🤖 AI Summary
Existing diffusion models struggle to efficiently sample residual distributions in continuous space, leading to suboptimal performance in speculative decoding. This work proposes Free Drafter, a training-free heuristic self-speculative drafter, and introduces— for the first time—the block verification mechanism from large language models into the diffusion process, enabling efficient primal speculative sampling with parallel verification.
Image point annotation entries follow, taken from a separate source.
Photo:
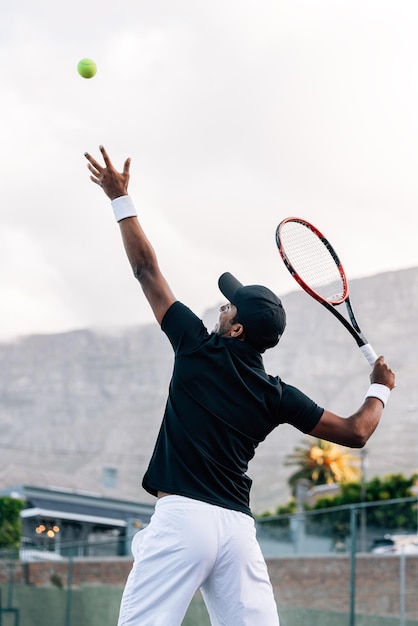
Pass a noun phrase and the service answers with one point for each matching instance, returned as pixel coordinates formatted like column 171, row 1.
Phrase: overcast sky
column 236, row 114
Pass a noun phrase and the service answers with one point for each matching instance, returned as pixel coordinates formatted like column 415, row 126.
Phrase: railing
column 347, row 533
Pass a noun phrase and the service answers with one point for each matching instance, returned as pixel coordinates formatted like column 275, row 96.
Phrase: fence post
column 402, row 587
column 353, row 533
column 69, row 588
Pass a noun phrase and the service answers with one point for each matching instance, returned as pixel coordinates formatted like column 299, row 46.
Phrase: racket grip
column 369, row 353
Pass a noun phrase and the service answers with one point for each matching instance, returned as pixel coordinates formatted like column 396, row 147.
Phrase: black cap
column 259, row 310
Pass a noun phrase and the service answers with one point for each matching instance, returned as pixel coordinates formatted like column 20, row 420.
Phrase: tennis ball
column 87, row 68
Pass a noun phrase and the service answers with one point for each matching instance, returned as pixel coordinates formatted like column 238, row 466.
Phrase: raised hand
column 113, row 183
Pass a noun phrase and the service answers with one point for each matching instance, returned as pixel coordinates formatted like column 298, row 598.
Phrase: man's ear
column 237, row 331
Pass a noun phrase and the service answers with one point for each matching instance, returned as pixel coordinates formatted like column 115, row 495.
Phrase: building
column 64, row 522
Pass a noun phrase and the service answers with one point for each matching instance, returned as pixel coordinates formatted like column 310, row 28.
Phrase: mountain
column 78, row 407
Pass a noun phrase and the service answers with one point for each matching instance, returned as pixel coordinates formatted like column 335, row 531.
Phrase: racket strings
column 312, row 260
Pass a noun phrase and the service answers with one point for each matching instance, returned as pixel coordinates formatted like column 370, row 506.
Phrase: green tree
column 322, row 463
column 401, row 515
column 10, row 524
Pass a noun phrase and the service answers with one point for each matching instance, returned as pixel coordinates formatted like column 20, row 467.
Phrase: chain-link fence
column 355, row 565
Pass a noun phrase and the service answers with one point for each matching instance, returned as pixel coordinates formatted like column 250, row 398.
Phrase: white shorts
column 190, row 545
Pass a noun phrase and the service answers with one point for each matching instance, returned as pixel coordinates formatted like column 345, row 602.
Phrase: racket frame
column 351, row 325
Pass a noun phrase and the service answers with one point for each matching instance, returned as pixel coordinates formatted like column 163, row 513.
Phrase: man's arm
column 139, row 250
column 354, row 431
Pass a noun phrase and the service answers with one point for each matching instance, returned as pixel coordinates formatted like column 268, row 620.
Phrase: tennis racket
column 315, row 265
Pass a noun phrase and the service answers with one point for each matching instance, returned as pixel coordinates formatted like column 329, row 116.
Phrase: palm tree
column 322, row 463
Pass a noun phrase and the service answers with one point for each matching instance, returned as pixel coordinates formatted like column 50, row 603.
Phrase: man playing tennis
column 221, row 404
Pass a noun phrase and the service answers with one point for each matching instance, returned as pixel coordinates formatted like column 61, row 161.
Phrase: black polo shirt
column 221, row 405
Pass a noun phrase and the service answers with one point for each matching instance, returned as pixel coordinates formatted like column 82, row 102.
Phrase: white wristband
column 376, row 390
column 123, row 207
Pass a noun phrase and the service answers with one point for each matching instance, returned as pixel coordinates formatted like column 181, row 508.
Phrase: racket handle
column 369, row 353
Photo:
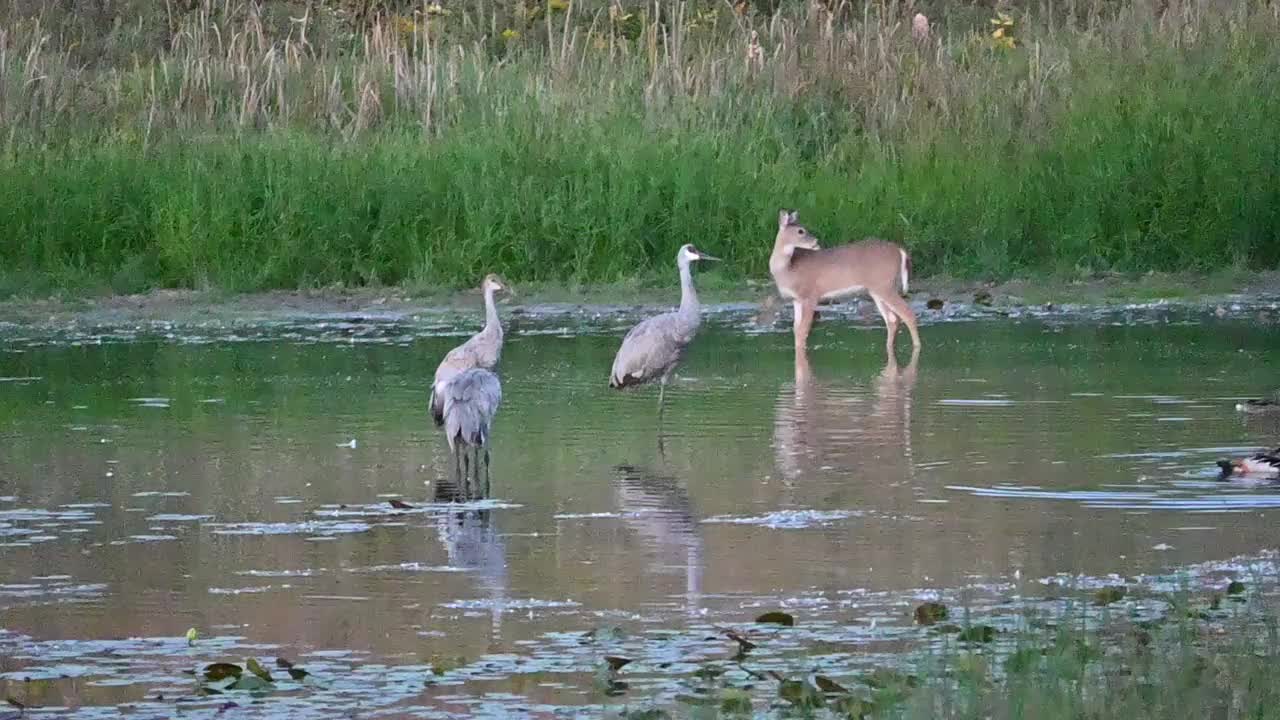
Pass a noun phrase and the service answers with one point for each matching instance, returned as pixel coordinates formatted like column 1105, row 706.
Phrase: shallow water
column 238, row 483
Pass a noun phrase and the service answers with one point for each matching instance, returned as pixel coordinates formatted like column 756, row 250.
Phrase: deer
column 807, row 274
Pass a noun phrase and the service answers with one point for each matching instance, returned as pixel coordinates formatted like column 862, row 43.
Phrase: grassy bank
column 277, row 146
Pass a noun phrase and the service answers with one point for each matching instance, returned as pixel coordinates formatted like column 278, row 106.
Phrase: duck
column 1261, row 406
column 1260, row 464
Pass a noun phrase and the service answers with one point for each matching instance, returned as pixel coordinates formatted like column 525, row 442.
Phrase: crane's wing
column 647, row 351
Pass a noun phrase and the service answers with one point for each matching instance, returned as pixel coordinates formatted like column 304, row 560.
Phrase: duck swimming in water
column 1260, row 464
column 1264, row 406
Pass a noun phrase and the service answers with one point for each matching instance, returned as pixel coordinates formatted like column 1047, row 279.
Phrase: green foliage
column 432, row 149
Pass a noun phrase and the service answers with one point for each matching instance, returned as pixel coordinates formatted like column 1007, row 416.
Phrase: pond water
column 154, row 481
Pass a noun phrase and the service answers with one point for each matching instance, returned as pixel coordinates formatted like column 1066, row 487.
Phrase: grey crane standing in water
column 470, row 400
column 653, row 349
column 483, row 350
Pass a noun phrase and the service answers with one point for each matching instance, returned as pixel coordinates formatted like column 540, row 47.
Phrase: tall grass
column 248, row 147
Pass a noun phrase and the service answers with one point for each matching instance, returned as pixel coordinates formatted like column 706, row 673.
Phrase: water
column 238, row 482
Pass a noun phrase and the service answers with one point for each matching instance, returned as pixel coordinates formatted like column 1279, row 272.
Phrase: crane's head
column 493, row 283
column 792, row 235
column 688, row 254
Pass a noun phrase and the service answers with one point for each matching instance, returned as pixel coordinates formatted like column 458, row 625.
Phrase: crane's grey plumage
column 653, row 349
column 471, row 400
column 483, row 350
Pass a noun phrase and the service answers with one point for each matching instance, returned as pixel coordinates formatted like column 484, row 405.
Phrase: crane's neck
column 490, row 313
column 689, row 306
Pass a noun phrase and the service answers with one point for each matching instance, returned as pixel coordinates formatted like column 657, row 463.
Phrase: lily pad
column 256, row 668
column 800, row 693
column 735, row 702
column 250, row 683
column 828, row 686
column 1109, row 595
column 696, row 700
column 222, row 670
column 777, row 619
column 293, row 670
column 978, row 634
column 931, row 613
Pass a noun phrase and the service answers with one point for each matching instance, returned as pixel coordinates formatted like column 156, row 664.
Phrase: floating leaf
column 647, row 714
column 696, row 700
column 735, row 702
column 295, row 671
column 222, row 670
column 442, row 665
column 1109, row 595
column 777, row 619
column 744, row 645
column 1023, row 660
column 828, row 686
column 978, row 634
column 256, row 668
column 886, row 678
column 931, row 613
column 250, row 683
column 708, row 673
column 800, row 693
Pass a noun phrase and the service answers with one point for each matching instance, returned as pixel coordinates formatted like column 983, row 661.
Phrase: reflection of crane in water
column 823, row 424
column 472, row 543
column 658, row 509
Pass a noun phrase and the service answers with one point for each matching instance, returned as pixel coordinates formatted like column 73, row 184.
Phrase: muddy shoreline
column 1148, row 297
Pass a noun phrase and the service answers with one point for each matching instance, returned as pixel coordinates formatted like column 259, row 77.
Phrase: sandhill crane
column 471, row 400
column 654, row 347
column 483, row 350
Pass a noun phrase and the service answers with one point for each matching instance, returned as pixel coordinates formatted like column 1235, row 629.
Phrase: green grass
column 234, row 159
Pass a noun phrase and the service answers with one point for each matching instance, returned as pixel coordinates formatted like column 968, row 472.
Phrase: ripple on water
column 306, row 527
column 787, row 519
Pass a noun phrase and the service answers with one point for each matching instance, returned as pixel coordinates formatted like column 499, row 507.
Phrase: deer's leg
column 904, row 311
column 890, row 327
column 801, row 323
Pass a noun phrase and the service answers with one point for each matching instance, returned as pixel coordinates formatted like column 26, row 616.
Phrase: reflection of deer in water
column 658, row 509
column 827, row 425
column 472, row 543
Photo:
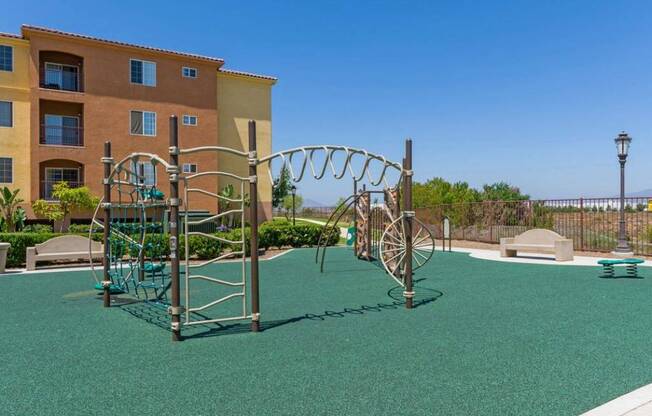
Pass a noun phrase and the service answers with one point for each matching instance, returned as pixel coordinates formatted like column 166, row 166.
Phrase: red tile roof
column 30, row 28
column 248, row 74
column 10, row 35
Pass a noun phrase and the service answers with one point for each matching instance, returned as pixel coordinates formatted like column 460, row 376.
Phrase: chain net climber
column 137, row 247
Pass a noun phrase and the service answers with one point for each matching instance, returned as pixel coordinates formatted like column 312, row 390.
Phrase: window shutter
column 136, row 122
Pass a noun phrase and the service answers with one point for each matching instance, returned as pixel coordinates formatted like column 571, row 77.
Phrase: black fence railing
column 592, row 223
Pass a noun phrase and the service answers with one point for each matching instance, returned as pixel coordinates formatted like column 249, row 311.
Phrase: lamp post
column 293, row 190
column 622, row 143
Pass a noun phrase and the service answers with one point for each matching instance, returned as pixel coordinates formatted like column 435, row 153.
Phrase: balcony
column 60, row 71
column 48, row 186
column 54, row 171
column 58, row 135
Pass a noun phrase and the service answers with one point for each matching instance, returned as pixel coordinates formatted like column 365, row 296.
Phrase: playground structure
column 136, row 252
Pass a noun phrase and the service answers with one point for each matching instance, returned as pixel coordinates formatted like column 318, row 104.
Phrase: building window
column 143, row 72
column 143, row 123
column 6, row 170
column 61, row 130
column 189, row 72
column 6, row 58
column 189, row 168
column 145, row 172
column 6, row 114
column 189, row 120
column 61, row 77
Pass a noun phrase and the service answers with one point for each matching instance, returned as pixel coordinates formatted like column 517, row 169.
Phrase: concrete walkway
column 533, row 258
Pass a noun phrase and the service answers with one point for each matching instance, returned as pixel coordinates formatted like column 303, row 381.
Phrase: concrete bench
column 66, row 247
column 538, row 241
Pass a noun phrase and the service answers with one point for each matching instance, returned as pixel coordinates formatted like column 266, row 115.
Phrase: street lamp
column 622, row 143
column 293, row 190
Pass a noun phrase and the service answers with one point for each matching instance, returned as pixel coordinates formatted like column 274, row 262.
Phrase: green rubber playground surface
column 487, row 338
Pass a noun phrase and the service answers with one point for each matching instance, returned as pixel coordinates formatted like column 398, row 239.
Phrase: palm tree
column 9, row 202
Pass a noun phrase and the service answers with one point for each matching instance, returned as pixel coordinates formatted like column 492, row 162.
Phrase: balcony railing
column 62, row 135
column 60, row 80
column 48, row 186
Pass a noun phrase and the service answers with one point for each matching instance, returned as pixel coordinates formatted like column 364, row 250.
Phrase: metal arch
column 330, row 151
column 213, row 149
column 118, row 167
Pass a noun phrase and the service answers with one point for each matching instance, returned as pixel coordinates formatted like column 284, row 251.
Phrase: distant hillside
column 307, row 202
column 644, row 192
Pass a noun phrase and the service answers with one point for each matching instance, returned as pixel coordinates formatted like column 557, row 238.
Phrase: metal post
column 581, row 223
column 106, row 283
column 175, row 308
column 408, row 217
column 253, row 219
column 143, row 221
column 355, row 216
column 623, row 245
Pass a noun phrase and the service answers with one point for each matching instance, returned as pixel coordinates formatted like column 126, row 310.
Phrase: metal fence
column 592, row 223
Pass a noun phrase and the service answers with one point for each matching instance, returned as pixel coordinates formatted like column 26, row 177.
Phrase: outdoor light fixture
column 293, row 190
column 622, row 144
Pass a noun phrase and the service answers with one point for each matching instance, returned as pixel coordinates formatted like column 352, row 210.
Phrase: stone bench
column 630, row 265
column 538, row 241
column 66, row 247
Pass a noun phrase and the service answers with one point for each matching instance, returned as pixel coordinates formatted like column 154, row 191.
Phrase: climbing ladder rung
column 212, row 279
column 214, row 237
column 223, row 256
column 210, row 321
column 215, row 302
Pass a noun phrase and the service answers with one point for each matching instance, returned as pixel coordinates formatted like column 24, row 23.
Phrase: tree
column 67, row 199
column 439, row 191
column 287, row 204
column 502, row 191
column 281, row 188
column 11, row 213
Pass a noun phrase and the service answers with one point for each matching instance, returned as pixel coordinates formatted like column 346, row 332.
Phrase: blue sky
column 529, row 92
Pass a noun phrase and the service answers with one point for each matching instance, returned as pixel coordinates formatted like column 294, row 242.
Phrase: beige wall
column 240, row 99
column 14, row 141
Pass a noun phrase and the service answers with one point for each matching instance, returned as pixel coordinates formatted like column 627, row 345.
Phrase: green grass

The proposed approach substantially increases draft acceptance rates and achieves up to a 6.3% speedup over current speculative methods with negligible additional computational overhead.
📝 Abstract
Speculative decoding speeds up LLM inference by using a draft model to generate tokens, with an acceptance-rejection scheme that ensures that the output matches the target distribution. Adapting this to continuous diffusions is difficult because speculative sampling requires drawing from a residual distribution. While straightforward in discrete spaces, efficiently sampling this residual in continuous space is non-trivial. Consequently, existing diffusion adaptations either use computationally inefficient sampling techniques or rely on an alternative scheme. In this work, we introduce a novel scheme that efficiently implements the original speculative sampling mechanism for diffusion models. Our approach offers a critical advantage over current methods: it enables us to adapt block verification from LLMs to diffusions -- which provably improves the acceptance rate of drafts. Furthermore, we formalize and analyze the Free Drafter, a heuristic self-speculative drafter for diffusions that requires no training. By enabling block verification, our Free Drafter yields up to a 6.3% speedup over existing speculative methods with no additional training and negligible overhead beyond the existing parallel verification pass.